Problem: Determine the maximum value of the average normal stress

[zartiox]

Hi guys.

Please look at the uploaded picture.
Normal stress is difined as: σ= P/A. And the Maximum normal stress σ = P/ (b*h/cos(θ)) ??

The right answers should be σAB= 97,7 MPa and σBC = -66,5 MPa. But how do I calculate it?

What I have tried:
Force AB: 40* sin(60deg) = 34,641 kN = 34,641 * 10^3 N

σAB= 34,641 * 10^3 N/((45-20)*12)/sin(60deg)) = 100 MPa

 

[PhanthomJay]

Hi guys.

Please look at the uploaded picture.
Normal stress is difined as: σ= P/A. And the Maximum normal stress σ = P/ (b*h/cos(θ)) ??

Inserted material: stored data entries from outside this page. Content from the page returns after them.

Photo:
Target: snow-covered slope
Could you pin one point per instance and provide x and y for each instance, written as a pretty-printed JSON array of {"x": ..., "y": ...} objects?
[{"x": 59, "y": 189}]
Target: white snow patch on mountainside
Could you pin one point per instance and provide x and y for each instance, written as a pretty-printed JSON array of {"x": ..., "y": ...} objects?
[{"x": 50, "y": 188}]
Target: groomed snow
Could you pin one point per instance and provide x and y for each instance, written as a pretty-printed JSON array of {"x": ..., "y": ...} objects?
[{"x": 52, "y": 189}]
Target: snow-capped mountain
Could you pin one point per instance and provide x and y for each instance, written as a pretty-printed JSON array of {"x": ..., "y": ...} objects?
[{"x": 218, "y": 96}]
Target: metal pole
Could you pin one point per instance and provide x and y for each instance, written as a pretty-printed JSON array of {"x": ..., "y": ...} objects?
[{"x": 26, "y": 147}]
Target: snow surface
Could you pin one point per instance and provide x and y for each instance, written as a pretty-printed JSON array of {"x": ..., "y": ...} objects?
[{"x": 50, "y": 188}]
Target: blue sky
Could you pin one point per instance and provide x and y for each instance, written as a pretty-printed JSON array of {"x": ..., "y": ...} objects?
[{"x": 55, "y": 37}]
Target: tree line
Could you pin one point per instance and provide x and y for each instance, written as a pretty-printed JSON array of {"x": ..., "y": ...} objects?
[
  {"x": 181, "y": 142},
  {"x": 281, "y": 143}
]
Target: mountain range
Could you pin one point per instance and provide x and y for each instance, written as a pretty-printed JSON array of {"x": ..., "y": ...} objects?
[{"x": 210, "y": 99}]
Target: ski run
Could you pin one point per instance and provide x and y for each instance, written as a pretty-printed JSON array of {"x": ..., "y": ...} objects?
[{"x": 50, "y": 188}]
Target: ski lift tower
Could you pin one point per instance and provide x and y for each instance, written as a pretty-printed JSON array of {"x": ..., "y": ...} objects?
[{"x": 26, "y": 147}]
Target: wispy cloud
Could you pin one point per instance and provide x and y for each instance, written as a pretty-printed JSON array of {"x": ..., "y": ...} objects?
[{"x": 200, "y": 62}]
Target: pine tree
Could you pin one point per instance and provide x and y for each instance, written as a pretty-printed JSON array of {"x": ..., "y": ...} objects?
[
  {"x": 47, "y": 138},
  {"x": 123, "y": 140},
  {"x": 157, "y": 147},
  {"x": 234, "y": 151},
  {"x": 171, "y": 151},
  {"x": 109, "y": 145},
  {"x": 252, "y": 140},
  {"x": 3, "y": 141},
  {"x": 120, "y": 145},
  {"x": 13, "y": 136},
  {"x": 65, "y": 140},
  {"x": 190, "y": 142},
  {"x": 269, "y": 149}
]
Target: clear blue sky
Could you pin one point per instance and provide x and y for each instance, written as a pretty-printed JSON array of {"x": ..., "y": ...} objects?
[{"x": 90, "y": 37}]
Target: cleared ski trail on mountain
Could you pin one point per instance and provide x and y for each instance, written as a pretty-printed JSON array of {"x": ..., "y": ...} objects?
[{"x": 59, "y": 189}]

The right answers should be σAB= 97,7 MPa and σBC = -66,5 MPa. But how do I calculate it?

What I have tried:
Force AB: 40* sin(60deg) = 34,641 kN = 34,641 * 10^3 N

σAB= 34,641 * 10^3 N/((45-20)*12)/sin(60deg)) = 100 MPa

I think you are misreading the figure regarding the cross sectional area of the link...its just b*h, where b is (45-20) = 25 mm, and h is 12 mm. Thus, A = 300 mm^2.
But beyond that, you are not calculating the force correctly. You might want to draw a free body diagram of the joint at B and use Newton's 1st law in the x direction (sum of forces in x direction = 0) and y directions (sum of forces in y direction = 0), to solve for the force components in each link. Then the member force can be found from the sq rt of the sum of the squares.

 

[zartiox]

Thank you very much, that explanation helped me to could compute it :)